13 Eyl 2015

SİZ OLSAYDINIZ?

spielberg
Steven SPIELBERG
Bir kamera... Bir tripot... Ve söylenebilecek iki çift laf!

Her şeyin hazır halde olduğunu düşünün. Tek yapmanız gereken birinin hayatını anlatan bir belgesel çekmek.

Herkesin tanıdığı biri mi olmalı? Yoksa hiç kimsenin tanımadığı biri mi? Hani derler ya: "Hiç tanımadığım birine kendimi saatlerce anlatasım var." Belki de aradığımız şey tam da budur. Bu cümleyi kuran birisi... Bunların hiçbiri uzaklarda kalmış hayaller değil. Etrafımızda binlerce insan var. Yoldan geçen birinin hayatını anlatsak olmaz mı? Mutlaka ünlü birileri mi olmalı? Ya sıradan gibi görünen hayatların ardındaki sıra dışılıklar? 

Ben olsaydım daha 13 yaşındayken 40 dakikalık savaş filmi çekip ödül kazanan üstelik yine bu yaşlarda arkadaşlarıyla birlikte 8 mm. lik macera filmi çekip bu filmlerin gösterimlerini evinde ücret karşılığında sunan ve ablasına popcorn sattıran küçük bir çocuğun hayatını anlatmak isterdim. Çünkü o çocuk büyüdüğünde dünyaca tanınan usta bir yönetmen olacaktı. Çünkü o çocuk Steven Spielberg olacaktı. Ya da hayalleri uğruna rahat hayatını bırakıp her türlü sıkıntıya göğüs gererek sonunda bütün hayallerini gerçekleştiren bir gencin hayatını anlatmak isterdim. Aslında iki seçenek arasında pekte fark yok. Burada önemli olan bizim hayal gücümüz ve yavan bir hikayeyi nasıl süslediğimiz. Bütün bunlar yapmak istediğimiz şeylere net cevaplar veriyor. Siz olsaydınız hangi hikayeyi yazmak isterdiniz? Daha doğrusu çoktan yazılmış bu hikayelerin hangi kahramanının hayatını anlatmak isterdiniz?

Önemli olan başarmak mı? Yoksa  başardığının herkesçe bilinmesi mi? Genelde bu soruya verdiğimiz cevap “Tabiki önemli olan başarmak!" olur. Ama bence herkes tarafından bilinmesi gerekir. Düşündürücü ve ibret verici hikayesi olan her insanın hakkı verilmeli.

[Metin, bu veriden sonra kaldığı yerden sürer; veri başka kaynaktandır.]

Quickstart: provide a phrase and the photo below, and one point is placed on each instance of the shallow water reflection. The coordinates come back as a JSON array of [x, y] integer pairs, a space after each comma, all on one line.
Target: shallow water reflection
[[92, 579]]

Şimdi tekrar başa dönelim. Spielberg dünyaca tanınan bir yönetmen olmasaydı çocuk yaşta başardığı onca şeyi kim bilecekti? Ya da hayalleri uğruna çektiği her sıkıntıya rağmen bunu başaran kişiyi hangimiz tanıyoruz? Bu iki hikaye arasındaki tek fark şu: "Başarmak ve başardığını göstermek". 

Bu yüzden hayatta başardığımız şeyleri insanlarla paylaşmak başkaları için umut ışığı olabilir. Burada amaç başarımız ve egomuz arasında arkadaşlık kurmak değil, insanların yoluna ışık tutmaktır.

Yine ben olsaydım kapalı kapılar ardında kalmış başarı hikayelerinin kahramanlarının hayatını anlatan belgeseller yapmak isterdim. Peki ya siz?